このカテゴリでトップを走っているのはAmazon Echoだ。ちょうど先週、Amazon Echo Showという7インチディスプレイを搭載する新モデルが発表されされ、音声・ビデオ通話やビデオ再生のサポートが紹介された。搭載する人工知能Alexa向けのアプリ「Skill」は1万を超え、スマートホームのハブとして台風の目となっている。
しかし、両方試した筆者は、盛り上がるAmazon Echo・Alexa以上にGoogle Homeの方が評価が高い。Echoは確かにたくさんのアプリが揃っているが、それを追加しないと賢くなってくれない。これに対して最初から実用的なのがGoogle Homeだったからだ。
Google Homeに何か訪ねると、正しく言葉を認識してくれれば、あとはGoogle検索で得られる情報や知識を話してくれる。既に構築しているウェブ上の知識グラフが利用できる強みを最大限に生かした存在なのだ。

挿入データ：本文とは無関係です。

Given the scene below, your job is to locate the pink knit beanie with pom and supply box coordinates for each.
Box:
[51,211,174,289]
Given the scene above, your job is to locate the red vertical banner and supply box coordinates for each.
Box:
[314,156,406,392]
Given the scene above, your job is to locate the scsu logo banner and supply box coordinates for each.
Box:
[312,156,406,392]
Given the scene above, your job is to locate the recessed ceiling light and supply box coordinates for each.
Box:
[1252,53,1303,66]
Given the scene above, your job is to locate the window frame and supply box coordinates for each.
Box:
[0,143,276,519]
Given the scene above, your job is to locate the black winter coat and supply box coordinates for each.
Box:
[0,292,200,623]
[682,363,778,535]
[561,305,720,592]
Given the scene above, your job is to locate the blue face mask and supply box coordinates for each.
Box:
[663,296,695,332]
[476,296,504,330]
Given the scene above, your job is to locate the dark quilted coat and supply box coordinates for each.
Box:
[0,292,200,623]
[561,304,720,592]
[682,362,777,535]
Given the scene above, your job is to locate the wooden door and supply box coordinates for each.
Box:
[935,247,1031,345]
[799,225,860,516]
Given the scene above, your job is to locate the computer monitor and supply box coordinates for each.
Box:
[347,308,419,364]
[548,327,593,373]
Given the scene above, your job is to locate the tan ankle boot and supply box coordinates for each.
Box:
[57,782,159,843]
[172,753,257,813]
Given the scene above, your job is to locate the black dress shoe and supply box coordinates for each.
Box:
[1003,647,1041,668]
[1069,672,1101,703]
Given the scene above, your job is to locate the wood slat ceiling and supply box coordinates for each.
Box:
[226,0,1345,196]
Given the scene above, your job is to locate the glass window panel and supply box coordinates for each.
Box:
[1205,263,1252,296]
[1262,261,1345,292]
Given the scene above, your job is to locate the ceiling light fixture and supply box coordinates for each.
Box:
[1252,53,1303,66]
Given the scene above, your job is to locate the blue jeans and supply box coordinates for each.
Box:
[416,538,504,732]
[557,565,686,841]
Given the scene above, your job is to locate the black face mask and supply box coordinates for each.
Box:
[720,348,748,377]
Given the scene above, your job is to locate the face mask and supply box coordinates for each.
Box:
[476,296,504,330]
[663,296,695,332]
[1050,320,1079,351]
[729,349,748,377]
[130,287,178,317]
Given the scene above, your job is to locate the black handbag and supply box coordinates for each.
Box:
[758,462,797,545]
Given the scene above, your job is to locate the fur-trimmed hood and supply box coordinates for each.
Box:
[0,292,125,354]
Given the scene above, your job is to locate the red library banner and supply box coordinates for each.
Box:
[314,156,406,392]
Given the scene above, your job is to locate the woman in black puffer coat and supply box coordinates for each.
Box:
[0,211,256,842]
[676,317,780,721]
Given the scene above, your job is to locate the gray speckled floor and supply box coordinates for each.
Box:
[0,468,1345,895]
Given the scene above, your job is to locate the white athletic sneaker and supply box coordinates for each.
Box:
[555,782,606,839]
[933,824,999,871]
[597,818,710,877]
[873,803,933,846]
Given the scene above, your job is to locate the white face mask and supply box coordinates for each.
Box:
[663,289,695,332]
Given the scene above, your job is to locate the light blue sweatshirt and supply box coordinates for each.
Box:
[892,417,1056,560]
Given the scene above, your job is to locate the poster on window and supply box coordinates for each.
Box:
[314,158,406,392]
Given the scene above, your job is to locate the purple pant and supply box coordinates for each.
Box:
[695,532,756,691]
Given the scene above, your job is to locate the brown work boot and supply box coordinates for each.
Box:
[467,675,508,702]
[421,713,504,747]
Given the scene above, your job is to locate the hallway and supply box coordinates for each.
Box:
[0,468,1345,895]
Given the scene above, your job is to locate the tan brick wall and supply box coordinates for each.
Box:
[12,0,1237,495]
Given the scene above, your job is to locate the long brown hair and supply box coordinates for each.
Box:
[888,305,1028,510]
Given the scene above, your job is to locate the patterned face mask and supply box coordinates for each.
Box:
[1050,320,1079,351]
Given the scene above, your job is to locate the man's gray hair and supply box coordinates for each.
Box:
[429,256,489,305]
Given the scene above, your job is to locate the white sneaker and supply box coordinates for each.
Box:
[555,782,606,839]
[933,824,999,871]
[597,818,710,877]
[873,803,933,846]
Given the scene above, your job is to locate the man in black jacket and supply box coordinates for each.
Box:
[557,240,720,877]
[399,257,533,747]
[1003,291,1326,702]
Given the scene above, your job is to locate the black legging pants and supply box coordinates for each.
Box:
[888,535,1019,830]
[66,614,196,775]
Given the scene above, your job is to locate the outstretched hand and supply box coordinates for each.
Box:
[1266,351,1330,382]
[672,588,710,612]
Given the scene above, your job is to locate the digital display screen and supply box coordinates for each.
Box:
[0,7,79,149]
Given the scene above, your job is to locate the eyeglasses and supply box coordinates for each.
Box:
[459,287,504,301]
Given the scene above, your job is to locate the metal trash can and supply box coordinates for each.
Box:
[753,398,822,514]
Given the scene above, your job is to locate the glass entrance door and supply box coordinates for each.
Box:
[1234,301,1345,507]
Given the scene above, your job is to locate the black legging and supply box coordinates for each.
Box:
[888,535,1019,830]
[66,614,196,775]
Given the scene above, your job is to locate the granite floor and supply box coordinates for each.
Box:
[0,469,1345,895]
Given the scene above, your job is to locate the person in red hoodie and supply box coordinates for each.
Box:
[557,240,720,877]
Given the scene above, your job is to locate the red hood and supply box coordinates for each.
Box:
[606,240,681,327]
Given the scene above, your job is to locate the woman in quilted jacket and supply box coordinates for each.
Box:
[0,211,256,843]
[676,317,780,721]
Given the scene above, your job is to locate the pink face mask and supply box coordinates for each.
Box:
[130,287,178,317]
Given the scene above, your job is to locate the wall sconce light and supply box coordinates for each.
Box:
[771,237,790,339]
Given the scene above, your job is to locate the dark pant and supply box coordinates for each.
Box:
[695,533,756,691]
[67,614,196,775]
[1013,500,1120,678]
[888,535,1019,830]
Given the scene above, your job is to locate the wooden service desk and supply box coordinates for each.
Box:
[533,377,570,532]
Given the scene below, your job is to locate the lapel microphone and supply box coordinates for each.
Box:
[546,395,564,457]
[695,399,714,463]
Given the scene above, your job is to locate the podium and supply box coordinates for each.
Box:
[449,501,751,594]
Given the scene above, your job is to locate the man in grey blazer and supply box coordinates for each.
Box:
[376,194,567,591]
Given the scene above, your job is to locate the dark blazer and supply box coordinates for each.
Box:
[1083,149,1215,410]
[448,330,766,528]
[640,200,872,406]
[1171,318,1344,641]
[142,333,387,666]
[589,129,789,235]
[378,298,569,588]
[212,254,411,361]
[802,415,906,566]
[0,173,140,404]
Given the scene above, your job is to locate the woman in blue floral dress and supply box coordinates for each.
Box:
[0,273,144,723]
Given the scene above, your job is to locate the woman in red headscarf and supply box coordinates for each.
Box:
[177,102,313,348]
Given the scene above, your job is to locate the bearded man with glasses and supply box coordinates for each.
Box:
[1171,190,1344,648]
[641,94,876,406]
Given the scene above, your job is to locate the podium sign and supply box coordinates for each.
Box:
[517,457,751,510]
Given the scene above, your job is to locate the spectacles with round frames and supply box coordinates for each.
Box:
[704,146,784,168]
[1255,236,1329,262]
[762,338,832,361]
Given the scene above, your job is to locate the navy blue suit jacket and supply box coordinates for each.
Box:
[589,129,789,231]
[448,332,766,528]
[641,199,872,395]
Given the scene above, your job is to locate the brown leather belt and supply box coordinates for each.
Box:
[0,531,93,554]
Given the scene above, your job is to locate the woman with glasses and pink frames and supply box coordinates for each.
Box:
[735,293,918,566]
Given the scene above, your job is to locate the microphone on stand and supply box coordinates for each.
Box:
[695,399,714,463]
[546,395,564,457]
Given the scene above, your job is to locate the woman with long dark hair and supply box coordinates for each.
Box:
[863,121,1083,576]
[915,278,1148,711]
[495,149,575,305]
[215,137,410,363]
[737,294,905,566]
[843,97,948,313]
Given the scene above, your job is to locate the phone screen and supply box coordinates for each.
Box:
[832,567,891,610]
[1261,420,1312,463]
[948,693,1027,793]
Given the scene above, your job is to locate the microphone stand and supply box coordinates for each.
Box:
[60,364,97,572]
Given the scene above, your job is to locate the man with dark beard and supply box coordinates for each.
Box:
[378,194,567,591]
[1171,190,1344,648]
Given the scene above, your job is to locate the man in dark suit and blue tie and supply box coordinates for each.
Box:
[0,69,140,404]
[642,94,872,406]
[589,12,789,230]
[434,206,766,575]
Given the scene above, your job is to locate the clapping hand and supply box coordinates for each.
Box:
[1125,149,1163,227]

Google Homeは声で、これまで蓄積してきた知識グラフを利用するが、Google Lensは画像をきっかけに、この知識グラフを活用する。この元となるデータの有無が、フェイスブックやアマゾンよりもグーグルの優位を作り出しているのだ。
文字入力しない未来が訪れる?
グーグルの一連の発表から透けてくるキーワードは「実用性」だと感じた。Google LensもGoogleアシスタントも、「スマートフォンがある我々生活」を、様々な日常的場面で解決してくれている。このことは、フェイスブックが提案する「何か新しいことを実現するAR」以上に、インパクトと拡大・普及する力を備えている。
未来のスマートフォン体験を考える際に、我々はもう、画面の中のキーボードでタイピングしなくても良くなるかもしれない。前述のように、マイクによる音声認識とカメラによる画像認識の技術を磨いてる様子が、Google LensとGoogleアシスタントから透けて見えるからだ。
今日、AndroidスマートフォンやiPhoneで利用できる音声入力を試してみると、精度は既に実用レベルに達している。メッセージを送ったり、SNSに書き込むなど、自分が何か発信したい場合、キーボードを使わなくても対応できる。認識速度についても申し分ない。 そして今回のGoogle Lensは、声に続いて、文字入力以外の新たな入力方法の実現を披露した。しかもただ認識するだけでなく、人がやろうとしていることを先回りして提示したり、解決したりする「アクション」まで面倒を見てくれる点だ。
こうした技術的背景が実現した今こそ、グーグルが一度取り下げているメガネ型デバイス、Google Glassに価値が生じるのではないだろうか。ぜひ、Google Lensを実装するGoogle Glassを実現してほしいものだ。